Porphyromonas gingivalis, a Gram-negative black-pigmented anaerobe, is a major causative agent of chronic periodontitis [1], which leads to permanent tooth loss [2]. Recently, much attention has been paid to this bacterium and other periodontopathic ‘red complex species’ (Tannerella forsythensis, Treponema denticola) [3], because of their close relationships to systemic diseases, such as atherosclerotic cardiovascular disorder [4], [5], [6], decreased kidney function [7], and rheumatoid arthritis [8].

A common feature among these bacteria is that they do not ferment glucose or sucrose (asaccharolytic), but rather utilize amino acids as energy and carbon sources [9], [10], [11]. In P. gingivalis, nutritional extracellular proteins are initially degraded to oligopeptides by potent cysteine endopeptidases, i.e., gingipains R (Rgp) and K (Kgp) [12], [13], [14], then oligopeptides are degraded to di- and tri-peptides, the main incorporated forms in P. gingivalis [15], [16]. As for the amino acid transport system, an analysis of the P. gingivalis genome indicated the existence of two types of oligopeptide transporters [10], which are considered to mediate di- and tri-peptide incorporation. In addition, a sodium ion-driven serine/threonine transporter with a sequence similar to that of the Escherichia coli serine transporter has been reported [17]. In this context, exopeptidases consisting of dipeptidyl peptidases (DPPs), tripeptidyl peptidase, and acylpeptidyl oligopeptidase (AOP) producing di- and tri-peptides from oligopeptides are viewed as important for P. gingivalis to acquire proteinaceous nutrition from the mixed-species environment of the subgingival sulcus.

Initially, DPP4, DPP7, and prolyl tripeptidyl peptidase A (PtpA) were the only exopeptidases identified in P. gingivalis. These share substrates according to their altered specificities, as DPP4 is highly specific for Pro at the penultimate position from the N-terminus (P1 position), though it accepts Ala to a lesser extent [18], [19], DPP7 is preferential to P1 hydrophobic amino acids [20], and PtpA liberates tripeptides with P1-position Pro, an activity that is able to compensate DPP4 and DPP7, which are unable to accept oligopeptides with Pro at the third position [21]. Although these three exopeptidases could not sufficiently explain the entire metabolism of extracellular oligopeptides, no other members were added to the list of P. gingivalis exopeptidases for a period of 10 years. Even though Asp and Glu are located in central routes of metabolism in P. gingivalis [10], [15], [22] (Fig. 1), oligopeptides with acidic amino acid residues do not seem to be efficiently produced. Moreover, none of DPPs [19], [21], [23] and PtpA [20] are incapable of utilizing N-terminally blocked polypeptides, such as the various serum proteins present in gingival crevicular fluid.

Figure 1

Schematic illustration of extracellular oligopeptide metabolism in P. gingivalis. The metabolic pathway of P. gingivalis from the extracellular polypeptides, di- and tri-peptide incorporation, amino acid metabolism, and excretion as short-chain fatty acids, are schematically illustrated [10], [15]. Amino acids, except for Ser and Thr, are mainly transported as di- and tri-peptides via oligopeptide transporters [10]. Rgp and Kgp are mainly localized on the outer membrane (OM), while DPPs, PtpA, and AOP are located in periplasmic space [23], [24], [25]. Scissors indicate peptidases, which cleave peptide bonds at specific positions. Stars represent acylaminoacyl groups at the N-terminus. IM, inner membrane.

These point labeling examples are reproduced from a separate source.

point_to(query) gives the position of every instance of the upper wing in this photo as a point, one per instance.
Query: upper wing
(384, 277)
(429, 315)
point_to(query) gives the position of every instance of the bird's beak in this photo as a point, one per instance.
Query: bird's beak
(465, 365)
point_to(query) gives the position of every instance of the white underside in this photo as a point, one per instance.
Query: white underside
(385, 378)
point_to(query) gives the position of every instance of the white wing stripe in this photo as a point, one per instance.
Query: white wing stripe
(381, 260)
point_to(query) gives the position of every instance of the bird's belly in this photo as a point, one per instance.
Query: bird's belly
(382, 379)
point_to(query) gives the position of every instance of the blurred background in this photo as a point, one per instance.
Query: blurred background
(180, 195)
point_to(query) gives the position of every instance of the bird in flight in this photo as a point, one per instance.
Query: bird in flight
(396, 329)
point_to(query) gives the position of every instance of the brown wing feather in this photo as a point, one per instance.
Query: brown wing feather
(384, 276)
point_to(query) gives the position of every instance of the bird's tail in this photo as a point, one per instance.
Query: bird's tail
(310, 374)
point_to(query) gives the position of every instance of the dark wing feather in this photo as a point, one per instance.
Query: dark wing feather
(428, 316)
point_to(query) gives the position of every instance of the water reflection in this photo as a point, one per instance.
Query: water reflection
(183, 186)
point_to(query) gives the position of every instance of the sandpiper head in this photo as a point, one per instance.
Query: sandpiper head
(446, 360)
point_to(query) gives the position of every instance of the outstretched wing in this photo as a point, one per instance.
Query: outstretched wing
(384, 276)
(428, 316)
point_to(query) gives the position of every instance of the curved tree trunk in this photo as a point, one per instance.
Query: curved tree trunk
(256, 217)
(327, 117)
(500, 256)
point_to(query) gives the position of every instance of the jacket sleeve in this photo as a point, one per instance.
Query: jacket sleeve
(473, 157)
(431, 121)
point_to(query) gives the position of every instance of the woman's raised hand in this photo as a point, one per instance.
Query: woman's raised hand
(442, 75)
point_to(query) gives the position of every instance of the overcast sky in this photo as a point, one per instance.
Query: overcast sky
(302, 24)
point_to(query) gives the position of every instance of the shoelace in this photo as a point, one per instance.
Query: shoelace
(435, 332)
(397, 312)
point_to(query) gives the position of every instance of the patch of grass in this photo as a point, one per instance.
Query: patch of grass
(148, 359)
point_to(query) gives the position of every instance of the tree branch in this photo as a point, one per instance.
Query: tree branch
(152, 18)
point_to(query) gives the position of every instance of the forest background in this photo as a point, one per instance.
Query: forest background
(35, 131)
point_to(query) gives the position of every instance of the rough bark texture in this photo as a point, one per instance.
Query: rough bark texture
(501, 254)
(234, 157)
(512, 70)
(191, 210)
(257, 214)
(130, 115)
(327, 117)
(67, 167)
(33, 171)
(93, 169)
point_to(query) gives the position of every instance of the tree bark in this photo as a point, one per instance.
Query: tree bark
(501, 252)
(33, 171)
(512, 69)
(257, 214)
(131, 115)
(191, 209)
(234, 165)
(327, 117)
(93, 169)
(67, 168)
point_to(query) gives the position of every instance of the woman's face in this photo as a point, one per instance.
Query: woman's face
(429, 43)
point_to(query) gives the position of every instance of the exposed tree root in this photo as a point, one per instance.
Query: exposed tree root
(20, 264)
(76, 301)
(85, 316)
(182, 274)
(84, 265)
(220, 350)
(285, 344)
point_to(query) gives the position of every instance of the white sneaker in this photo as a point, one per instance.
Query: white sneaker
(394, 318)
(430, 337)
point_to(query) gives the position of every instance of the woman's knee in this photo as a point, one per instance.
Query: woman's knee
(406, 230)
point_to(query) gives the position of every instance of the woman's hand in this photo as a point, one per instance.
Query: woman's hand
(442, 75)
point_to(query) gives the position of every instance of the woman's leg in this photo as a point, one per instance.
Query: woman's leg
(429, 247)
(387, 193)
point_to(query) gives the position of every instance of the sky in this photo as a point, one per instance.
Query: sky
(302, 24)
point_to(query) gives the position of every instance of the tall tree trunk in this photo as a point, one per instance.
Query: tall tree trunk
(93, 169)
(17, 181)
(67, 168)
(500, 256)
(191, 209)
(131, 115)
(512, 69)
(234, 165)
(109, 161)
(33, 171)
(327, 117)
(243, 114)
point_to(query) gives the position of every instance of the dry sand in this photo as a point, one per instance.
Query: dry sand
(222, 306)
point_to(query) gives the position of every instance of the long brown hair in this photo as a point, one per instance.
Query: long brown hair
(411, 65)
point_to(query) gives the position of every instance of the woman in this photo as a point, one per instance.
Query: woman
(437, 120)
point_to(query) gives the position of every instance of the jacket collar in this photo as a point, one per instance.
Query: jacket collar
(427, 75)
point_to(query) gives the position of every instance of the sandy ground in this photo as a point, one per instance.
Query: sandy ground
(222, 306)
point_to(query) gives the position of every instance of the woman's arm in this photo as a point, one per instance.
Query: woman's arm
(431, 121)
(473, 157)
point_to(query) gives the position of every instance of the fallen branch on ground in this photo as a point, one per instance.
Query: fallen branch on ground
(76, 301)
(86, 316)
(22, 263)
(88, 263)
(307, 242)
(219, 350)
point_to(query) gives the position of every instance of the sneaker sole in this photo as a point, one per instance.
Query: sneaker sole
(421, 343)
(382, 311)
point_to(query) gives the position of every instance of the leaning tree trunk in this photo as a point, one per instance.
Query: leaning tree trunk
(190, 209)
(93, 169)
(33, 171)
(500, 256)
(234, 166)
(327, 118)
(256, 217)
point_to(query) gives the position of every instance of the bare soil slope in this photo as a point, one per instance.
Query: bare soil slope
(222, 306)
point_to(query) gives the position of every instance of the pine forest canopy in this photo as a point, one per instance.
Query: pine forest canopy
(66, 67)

The majority of these disadvantages have been overcome by recent discoveries such as a novel Asp/Glu-specific DPP, DPP11 [23], DPP5, which is specific for hydrophobic P1 amino acid [24], and AOP in P. gingivalis [25]. Furthermore, we demonstrated that gingipains are able to produce dipeptides from oligopeptides [24]. These peptidases with various substrate specificities benefit P. gingivalis for colonization in nutrition-limited subgingival environments.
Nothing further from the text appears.